C'est facile à dire, ça. Parce qu'en fait, Sneijder a bien failli ne jamais être Intériste. L'été dernier, José Mourinho était bien parti pour garder son 4-4-2 losange. Très vite, le Portugais a tenu son duo d'attaque, Eto'o-Milito. Pour la pointe de son milieu, il n'avait pas d'attente particulière. Il était limite chaud pour utiliser un joueur à contre-emploi. Lors de sa première saison en Italie, il fait jouer Luis Figo et Dejan Stankovic à ce poste. Pas vraiment des numéros 10, mais des gens qui connaissent bien les dimensions du terrain, qui peuvent écarter à tout moment. A l'origine, le “Mou” n'était pas contre le fait de proposer ce rôle à Hleb. Le Biélorusse est rapide, il aurait pu changer la direction du jeu balle au pied. Il refuse ? Tant pis pour lui. Le Real Madrid veut se débarrasser de Sneijder, ça fera l'affaire. La belle affaire même.

Ça ne fait pas six heures qu'il a mis un pied dans la Botte que le Batave régale déjà. L'Inter rétame l'AC Milan 4-0 et il n'y est pas pour rien. Il n'aura besoin que de trente minutes pour se payer le mental de Gattuso. Giuseppe Meazza l'adopte. Reste que l'Inter n'est pas encore décidée à assumer son statut d'équipe qui joue. Sneijder ne le sait pas, et il lui arrive de solliciter des une-deux avec Muntari ou Thiago Motta... En novembre, contre Kiev en Ligue des Champions, il marque un but de renard foutrement important. Ses coéquipiers l'adoptent à leur tour et se mettent au diapason. Désormais, il n'y a que Wesley qui touche à la baguette de maestro. Yohann Gourcuff pourrait témoigner, ça change tout.
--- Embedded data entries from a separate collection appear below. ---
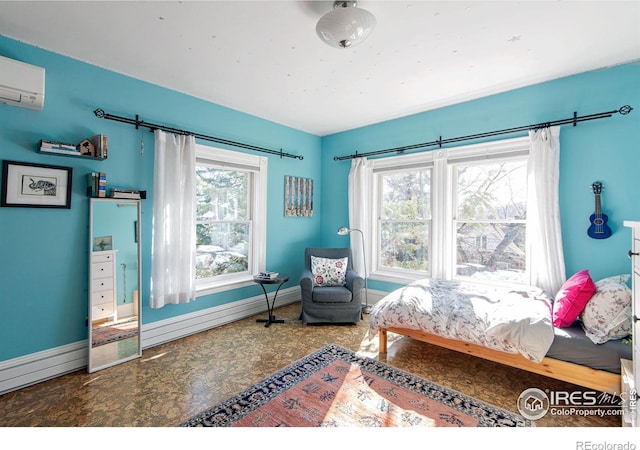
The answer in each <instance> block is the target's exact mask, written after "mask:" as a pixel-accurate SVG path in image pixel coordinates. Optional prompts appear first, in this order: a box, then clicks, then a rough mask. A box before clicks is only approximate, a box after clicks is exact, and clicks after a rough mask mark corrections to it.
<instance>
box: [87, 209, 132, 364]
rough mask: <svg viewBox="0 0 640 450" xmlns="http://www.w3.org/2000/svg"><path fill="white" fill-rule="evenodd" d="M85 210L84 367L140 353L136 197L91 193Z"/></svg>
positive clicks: (123, 358) (116, 361) (102, 362)
mask: <svg viewBox="0 0 640 450" xmlns="http://www.w3.org/2000/svg"><path fill="white" fill-rule="evenodd" d="M89 209H90V212H89V230H90V232H89V365H88V370H89V372H95V371H96V370H99V369H104V368H106V367H109V366H113V365H115V364H119V363H121V362H124V361H128V360H130V359H134V358H138V357H140V356H141V354H142V348H141V345H140V324H141V318H140V311H141V308H140V297H141V295H140V294H141V292H140V287H141V286H142V283H141V276H142V275H141V268H140V254H141V252H140V218H141V215H140V200H127V199H110V198H104V199H103V198H92V199H91V206H90V208H89Z"/></svg>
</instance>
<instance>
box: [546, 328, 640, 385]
mask: <svg viewBox="0 0 640 450" xmlns="http://www.w3.org/2000/svg"><path fill="white" fill-rule="evenodd" d="M547 356H548V357H549V358H553V359H559V360H561V361H567V362H571V363H575V364H580V365H582V366H587V367H591V368H593V369H598V370H605V371H607V372H612V373H617V374H619V373H620V358H624V359H629V360H630V359H631V345H629V344H624V343H622V341H621V340H614V341H607V342H605V343H604V344H594V343H593V342H591V340H590V339H589V338H588V337H587V336H586V335H585V334H584V330H583V329H582V327H581V326H580V323H579V322H575V323H574V324H573V325H571V326H570V327H567V328H555V329H554V338H553V342H552V343H551V347H550V348H549V351H548V352H547Z"/></svg>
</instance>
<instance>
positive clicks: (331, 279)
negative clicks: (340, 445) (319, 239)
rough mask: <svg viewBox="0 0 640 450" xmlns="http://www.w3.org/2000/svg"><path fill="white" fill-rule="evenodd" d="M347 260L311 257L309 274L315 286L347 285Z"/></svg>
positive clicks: (315, 256)
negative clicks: (314, 284)
mask: <svg viewBox="0 0 640 450" xmlns="http://www.w3.org/2000/svg"><path fill="white" fill-rule="evenodd" d="M348 262H349V258H347V257H344V258H338V259H331V258H321V257H319V256H313V255H312V256H311V273H313V283H314V284H315V285H316V286H344V285H345V284H347V281H346V274H347V263H348Z"/></svg>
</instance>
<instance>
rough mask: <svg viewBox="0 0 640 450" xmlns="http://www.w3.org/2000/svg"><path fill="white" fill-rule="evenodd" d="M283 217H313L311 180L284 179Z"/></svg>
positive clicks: (312, 183) (285, 177) (308, 178)
mask: <svg viewBox="0 0 640 450" xmlns="http://www.w3.org/2000/svg"><path fill="white" fill-rule="evenodd" d="M284 215H285V217H311V216H313V180H312V179H311V178H300V177H292V176H285V177H284Z"/></svg>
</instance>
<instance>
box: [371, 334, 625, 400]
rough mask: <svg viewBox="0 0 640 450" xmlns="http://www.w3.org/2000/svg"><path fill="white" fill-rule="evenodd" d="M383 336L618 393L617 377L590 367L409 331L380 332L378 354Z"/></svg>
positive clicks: (608, 392)
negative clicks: (418, 343)
mask: <svg viewBox="0 0 640 450" xmlns="http://www.w3.org/2000/svg"><path fill="white" fill-rule="evenodd" d="M387 332H391V333H395V334H399V335H402V336H406V337H410V338H412V339H416V340H418V341H422V342H426V343H428V344H433V345H437V346H439V347H444V348H447V349H449V350H455V351H458V352H462V353H466V354H468V355H473V356H477V357H479V358H483V359H487V360H489V361H493V362H497V363H500V364H504V365H506V366H510V367H515V368H518V369H522V370H526V371H528V372H533V373H536V374H538V375H544V376H546V377H550V378H555V379H557V380H562V381H566V382H568V383H573V384H576V385H578V386H582V387H586V388H589V389H594V390H596V391H601V392H607V393H610V394H616V395H620V393H621V389H622V385H621V377H620V375H618V374H615V373H611V372H607V371H604V370H597V369H592V368H590V367H586V366H582V365H579V364H573V363H569V362H566V361H560V360H557V359H553V358H544V359H543V360H542V361H541V362H540V363H536V362H534V361H531V360H529V359H527V358H525V357H524V356H522V355H520V354H516V353H506V352H501V351H499V350H492V349H489V348H486V347H483V346H481V345H477V344H470V343H467V342H462V341H456V340H454V339H448V338H444V337H440V336H435V335H432V334H428V333H425V332H423V331H419V330H410V329H406V328H386V329H385V328H381V329H380V332H379V334H380V336H379V342H380V349H379V351H380V354H386V353H387Z"/></svg>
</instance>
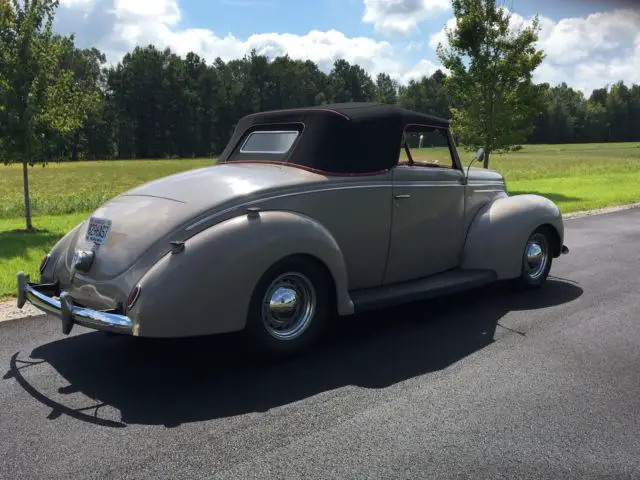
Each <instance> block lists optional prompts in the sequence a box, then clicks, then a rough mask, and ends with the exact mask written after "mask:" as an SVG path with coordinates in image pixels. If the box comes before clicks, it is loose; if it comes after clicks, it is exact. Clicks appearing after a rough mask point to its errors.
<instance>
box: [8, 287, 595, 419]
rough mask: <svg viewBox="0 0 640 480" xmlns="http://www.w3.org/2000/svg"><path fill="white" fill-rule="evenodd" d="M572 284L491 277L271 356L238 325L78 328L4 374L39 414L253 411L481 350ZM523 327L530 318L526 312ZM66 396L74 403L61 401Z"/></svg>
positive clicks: (376, 313)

A Chelsea, en quarts, toujours en Champion's, les dix joueurs de l'Inter bourrinent sans se questionner : ils savent que leur stratège trouvera bien quelque chose. Bien vu, son ouverture pour Eto'o crucifie l'équipe londonienne. Quand il faut revenir au score contre Sienne, personne ne vient lui contester le tir d'un énième coup-franc victorieux. Devant ce spectacle, Mourinho revoit ses plans. Le coup qu'il avait tenté contre Chelsea est devenu la norme : derrière Sneijder, deux milieux défensifs, et devant, trois attaquants. Pour les adversaires, le dilemme est double : si l'on joue bas, on est à la merci d'un Milito ou d'une frappe des artificiers du milieu (Stankovic et devinez qui ?). Si l'on joue haut, à un moment, le prodige dégarni enverra l'une de ses trois flèches sur orbite. Bref, le genre de joueur dont José Mourinho pourrait désormais avoir besoin... au Real.